NEW YORK (AP) — A tax on tea once sparked rebellion. This time, it’s just causing headaches.

Importers of the prized leaves have watched costs climb, orders stall and margins shrink under the weight of President Donald Trump’s tariffs. Now, even after Trump has given them a reprieve, tea traders say it won’t immediately undo the damage.

“It took a while to work its way through the system, these tariffs, and it will take a while for it to work its way out of the system,” said Bruce Richardson, a tea master, tea historian and purveyor of teas at his shop, Elmwood Inn Fine Teas, in Danville, Ky. “That tariffed tea is still working its way out of our warehouses.”

While a handful of bigger firms are behind the biggest supermarket brands, the premium tea market is largely the work of smaller businesses, from family farms to specialty importers to a web of little tea shops, tea rooms and tea cafes across the United States. Amid an onslaught of tariffs, they have become showcases for the levies’ effects.

On their shelves, selection has narrowed, with some teas now missing because they’re no longer viable products to stock with steep levies on top. In their warehouses, managers are consumed with uncertainty and operational headaches, including calculating what a blend really costs, with ingredients from multiple countries on a roller coaster of tariffs. In backrooms where the wafting scent of fresh tea permeates, owners have been forced to put off job postings, raises, advertising and other investments so they can have cash available to pay duties when their containers arrive at American ports.

“If I were to add up all the money I’ve spent on tariffs that weren’t there a year ago, it could equal a new employee,” said Hartley Johnson, who owns the Mark T. Wendell Tea Company in Acton, Mass.

Johnson’s prices used to stay static for a year or longer. He ate the tariff costs before being forced to respond. His most popular tea, a smoky Taiwanese one called Hu-Kwa, has steadily risen from $26 to $46 a pound.

He knows some customers are reconsidering.

“Where is that tipping point?” Johnson asks. “I’m kind of finding that tipping point is happening now.”

Though Trump backed off some tariffs on agricultural products last week, many in the tea trade are wary of celebrating too soon and caution tea drinkers shouldn’t either. Much of next year’s supply already has been imported and tariffed and the full impact of those duties may not have spilled fully downhill.

Meantime, other tariff-driven price hikes persist. All sorts of other products tea businesses import, from teapots to infusers, remain subject to levies, and costs for some American-made items, such as tins for packaging, have spiked because they rely on foreign materials.

“The canisters, the bamboo boxes, the matcha whisks, everything that we import, everything that we sell has been affected by tariffs,” said Gilbert Tsang, owner of MEM Tea Imports in Wakefield, Mass.

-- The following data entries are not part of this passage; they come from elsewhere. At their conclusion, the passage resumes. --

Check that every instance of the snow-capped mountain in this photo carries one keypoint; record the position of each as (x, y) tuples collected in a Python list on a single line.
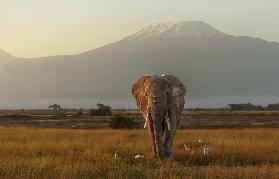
[(180, 29), (212, 65)]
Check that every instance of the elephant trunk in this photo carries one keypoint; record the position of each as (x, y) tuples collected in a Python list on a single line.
[(158, 115)]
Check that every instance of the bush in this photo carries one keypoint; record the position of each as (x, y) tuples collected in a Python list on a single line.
[(120, 121), (102, 110)]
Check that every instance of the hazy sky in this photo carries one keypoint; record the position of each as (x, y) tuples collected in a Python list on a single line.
[(31, 28)]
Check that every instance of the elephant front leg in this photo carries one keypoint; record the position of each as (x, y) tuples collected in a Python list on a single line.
[(157, 125), (169, 135), (152, 136)]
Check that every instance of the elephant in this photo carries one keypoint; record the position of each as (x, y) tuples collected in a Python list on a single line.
[(161, 101)]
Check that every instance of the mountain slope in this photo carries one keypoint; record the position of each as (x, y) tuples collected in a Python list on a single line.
[(209, 62)]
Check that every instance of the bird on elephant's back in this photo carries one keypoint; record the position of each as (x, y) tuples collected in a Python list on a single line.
[(161, 100)]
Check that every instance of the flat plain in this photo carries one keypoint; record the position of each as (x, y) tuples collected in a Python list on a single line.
[(67, 152)]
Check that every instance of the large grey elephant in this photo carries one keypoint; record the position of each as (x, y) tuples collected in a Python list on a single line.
[(161, 100)]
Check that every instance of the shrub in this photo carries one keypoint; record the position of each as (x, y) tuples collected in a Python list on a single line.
[(102, 110), (120, 121)]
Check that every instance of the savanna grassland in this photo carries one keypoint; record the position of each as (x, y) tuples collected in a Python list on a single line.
[(87, 153)]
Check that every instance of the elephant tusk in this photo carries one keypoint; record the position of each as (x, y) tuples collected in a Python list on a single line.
[(168, 123)]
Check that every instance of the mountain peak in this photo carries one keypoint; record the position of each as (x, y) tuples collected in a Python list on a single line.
[(178, 29)]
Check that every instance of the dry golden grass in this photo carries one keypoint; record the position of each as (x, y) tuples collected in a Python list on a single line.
[(69, 153)]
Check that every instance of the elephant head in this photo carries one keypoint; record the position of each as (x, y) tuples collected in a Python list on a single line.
[(161, 100)]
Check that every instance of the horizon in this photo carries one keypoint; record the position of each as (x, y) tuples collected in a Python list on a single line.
[(39, 29)]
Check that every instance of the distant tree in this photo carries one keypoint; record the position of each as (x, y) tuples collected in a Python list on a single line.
[(55, 107), (102, 110)]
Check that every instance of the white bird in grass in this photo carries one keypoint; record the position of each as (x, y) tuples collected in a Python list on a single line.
[(200, 141), (188, 149), (206, 149), (139, 156), (115, 155)]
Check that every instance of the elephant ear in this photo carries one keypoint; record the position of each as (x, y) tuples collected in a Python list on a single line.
[(179, 89), (138, 91)]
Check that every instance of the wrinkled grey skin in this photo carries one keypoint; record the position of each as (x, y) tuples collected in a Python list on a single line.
[(160, 98)]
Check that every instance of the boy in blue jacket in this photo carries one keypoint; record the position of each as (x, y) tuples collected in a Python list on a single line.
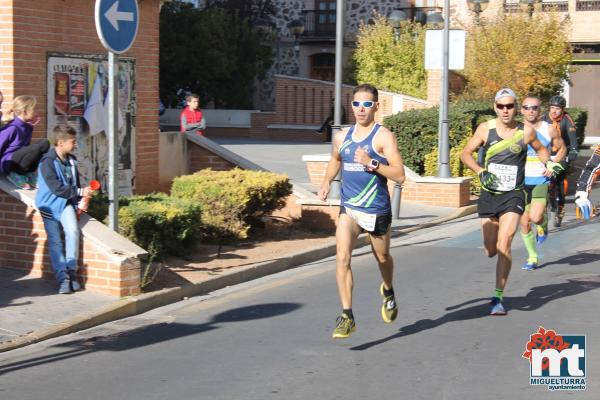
[(57, 198)]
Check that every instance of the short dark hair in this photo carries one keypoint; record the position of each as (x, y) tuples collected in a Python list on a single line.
[(365, 87), (63, 132), (191, 96), (532, 96)]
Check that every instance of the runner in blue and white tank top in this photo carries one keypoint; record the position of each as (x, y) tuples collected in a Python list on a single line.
[(501, 202), (363, 190), (368, 156), (537, 180)]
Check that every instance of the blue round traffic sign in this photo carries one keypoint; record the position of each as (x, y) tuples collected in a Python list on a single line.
[(117, 23)]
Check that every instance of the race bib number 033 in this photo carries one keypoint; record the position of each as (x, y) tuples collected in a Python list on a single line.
[(507, 176), (364, 220)]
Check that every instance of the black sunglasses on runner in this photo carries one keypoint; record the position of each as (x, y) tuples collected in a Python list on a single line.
[(532, 108), (507, 106), (365, 104)]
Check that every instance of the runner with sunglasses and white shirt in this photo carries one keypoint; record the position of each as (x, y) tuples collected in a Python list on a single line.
[(368, 156), (537, 179), (502, 200)]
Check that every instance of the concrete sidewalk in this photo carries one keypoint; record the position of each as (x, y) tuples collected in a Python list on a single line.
[(31, 310)]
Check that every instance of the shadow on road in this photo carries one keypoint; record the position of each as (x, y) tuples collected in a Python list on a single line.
[(585, 257), (152, 334), (536, 298)]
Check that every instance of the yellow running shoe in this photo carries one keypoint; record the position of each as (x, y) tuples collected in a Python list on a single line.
[(389, 309), (345, 326)]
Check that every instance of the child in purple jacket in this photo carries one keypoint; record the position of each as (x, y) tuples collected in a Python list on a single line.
[(19, 158)]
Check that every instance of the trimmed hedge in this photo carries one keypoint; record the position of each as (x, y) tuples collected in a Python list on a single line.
[(417, 130), (232, 200), (159, 223)]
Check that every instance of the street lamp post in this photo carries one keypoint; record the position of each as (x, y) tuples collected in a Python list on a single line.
[(340, 18), (477, 7), (396, 18), (296, 28)]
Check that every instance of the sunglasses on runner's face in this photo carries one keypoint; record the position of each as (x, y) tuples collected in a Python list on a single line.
[(507, 106), (365, 104), (530, 108)]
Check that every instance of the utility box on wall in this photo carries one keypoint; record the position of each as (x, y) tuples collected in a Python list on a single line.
[(41, 35)]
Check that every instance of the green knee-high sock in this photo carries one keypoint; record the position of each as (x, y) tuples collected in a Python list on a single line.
[(544, 223), (529, 241)]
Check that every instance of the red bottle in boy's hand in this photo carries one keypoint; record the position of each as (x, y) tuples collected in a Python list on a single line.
[(85, 200)]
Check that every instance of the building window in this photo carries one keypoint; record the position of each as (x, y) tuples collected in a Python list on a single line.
[(325, 15), (322, 66)]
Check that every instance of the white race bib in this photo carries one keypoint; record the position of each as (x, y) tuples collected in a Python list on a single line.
[(534, 168), (364, 220), (507, 176)]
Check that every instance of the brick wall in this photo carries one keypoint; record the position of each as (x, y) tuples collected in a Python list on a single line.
[(201, 158), (456, 85), (29, 30), (316, 171), (23, 247), (302, 101)]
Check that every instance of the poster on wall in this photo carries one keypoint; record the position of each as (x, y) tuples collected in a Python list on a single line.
[(77, 96)]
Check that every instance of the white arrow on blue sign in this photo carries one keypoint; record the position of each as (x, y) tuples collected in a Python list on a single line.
[(117, 23)]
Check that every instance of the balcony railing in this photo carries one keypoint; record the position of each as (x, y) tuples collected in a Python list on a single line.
[(559, 6), (587, 5), (321, 23)]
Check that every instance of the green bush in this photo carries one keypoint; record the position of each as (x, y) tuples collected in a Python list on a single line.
[(579, 116), (98, 207), (417, 130), (159, 223), (232, 200), (457, 168)]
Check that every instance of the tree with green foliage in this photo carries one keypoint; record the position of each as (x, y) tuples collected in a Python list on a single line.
[(390, 64), (215, 52), (529, 55)]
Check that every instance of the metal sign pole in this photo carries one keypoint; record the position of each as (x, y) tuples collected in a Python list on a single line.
[(113, 150), (335, 187), (443, 140)]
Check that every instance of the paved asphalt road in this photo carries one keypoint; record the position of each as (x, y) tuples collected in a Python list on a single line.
[(270, 339)]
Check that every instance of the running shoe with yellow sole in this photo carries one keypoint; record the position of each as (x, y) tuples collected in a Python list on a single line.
[(542, 234), (389, 308), (345, 326)]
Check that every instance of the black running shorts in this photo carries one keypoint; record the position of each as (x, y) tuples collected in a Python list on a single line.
[(383, 222), (494, 205)]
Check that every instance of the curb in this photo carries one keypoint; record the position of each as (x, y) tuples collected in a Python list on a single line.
[(131, 306)]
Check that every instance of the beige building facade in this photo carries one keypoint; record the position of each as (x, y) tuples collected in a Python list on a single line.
[(311, 54)]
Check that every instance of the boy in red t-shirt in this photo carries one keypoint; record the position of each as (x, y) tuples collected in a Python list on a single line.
[(191, 118)]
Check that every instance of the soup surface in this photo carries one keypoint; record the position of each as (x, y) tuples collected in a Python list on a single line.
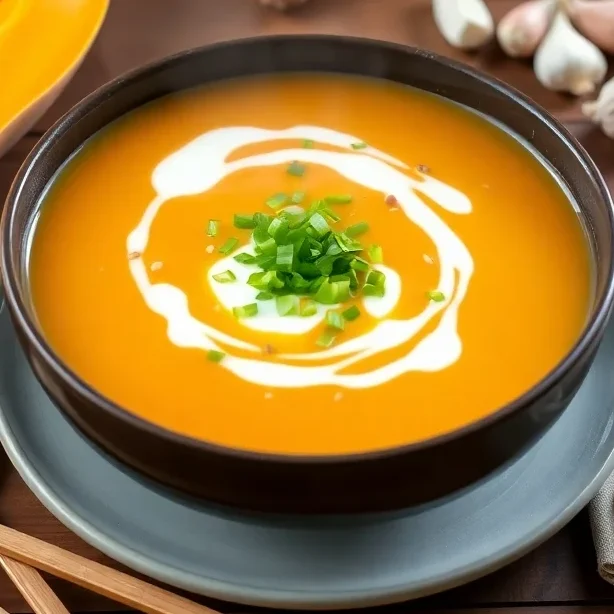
[(476, 263)]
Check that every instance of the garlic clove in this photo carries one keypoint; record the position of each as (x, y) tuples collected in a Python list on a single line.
[(566, 61), (465, 24), (524, 27), (595, 20), (601, 111)]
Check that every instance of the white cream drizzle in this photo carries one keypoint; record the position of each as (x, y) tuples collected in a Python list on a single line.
[(201, 164)]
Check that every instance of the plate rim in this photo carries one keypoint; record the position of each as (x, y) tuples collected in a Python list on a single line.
[(279, 598)]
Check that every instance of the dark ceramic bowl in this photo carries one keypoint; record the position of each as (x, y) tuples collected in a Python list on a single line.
[(385, 480)]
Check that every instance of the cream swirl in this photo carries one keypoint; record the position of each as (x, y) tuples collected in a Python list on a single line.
[(201, 164)]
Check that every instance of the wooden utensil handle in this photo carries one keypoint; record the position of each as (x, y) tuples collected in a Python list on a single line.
[(93, 576), (33, 587)]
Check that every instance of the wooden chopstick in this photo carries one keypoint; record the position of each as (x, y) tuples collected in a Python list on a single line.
[(32, 587), (93, 576)]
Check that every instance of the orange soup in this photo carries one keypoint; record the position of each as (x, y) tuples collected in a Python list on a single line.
[(309, 264)]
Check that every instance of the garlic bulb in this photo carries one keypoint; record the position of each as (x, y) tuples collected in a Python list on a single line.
[(466, 24), (565, 61), (595, 19), (601, 111), (282, 5), (523, 28)]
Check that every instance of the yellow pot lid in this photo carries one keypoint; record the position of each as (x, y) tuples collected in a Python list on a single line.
[(40, 42)]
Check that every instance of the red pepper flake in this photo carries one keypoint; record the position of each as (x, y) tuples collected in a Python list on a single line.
[(391, 199)]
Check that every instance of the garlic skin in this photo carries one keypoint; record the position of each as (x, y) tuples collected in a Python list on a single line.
[(465, 24), (594, 19), (524, 27), (601, 111), (566, 61)]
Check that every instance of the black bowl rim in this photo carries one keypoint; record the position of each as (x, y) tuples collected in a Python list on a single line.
[(588, 336)]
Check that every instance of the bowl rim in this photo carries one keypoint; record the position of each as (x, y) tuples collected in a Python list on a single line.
[(34, 336)]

For more than 150 years, most tea has passed through U.S. ports with little to no duties.

That began to change in Trump’s first term with his hardline approach to China. Yet nothing compared to what came with his return to the White House.

In July, the most recent month for which the U.S. International Trade Commission has tallied tariff numbers, tea was taxed at an average rate of more than 12 percent, a huge increase from a year earlier when it was just under one-tenth of a percent. In that single month, American businesses and consumers paid more than $6 million in tea import taxes, amassing in just 31 days more tariffs than any previous full year on record.

All told, tea importers paid about $19.6 million in tariffs in the first seven months of 2025, nearly seven times as much as the same period last year.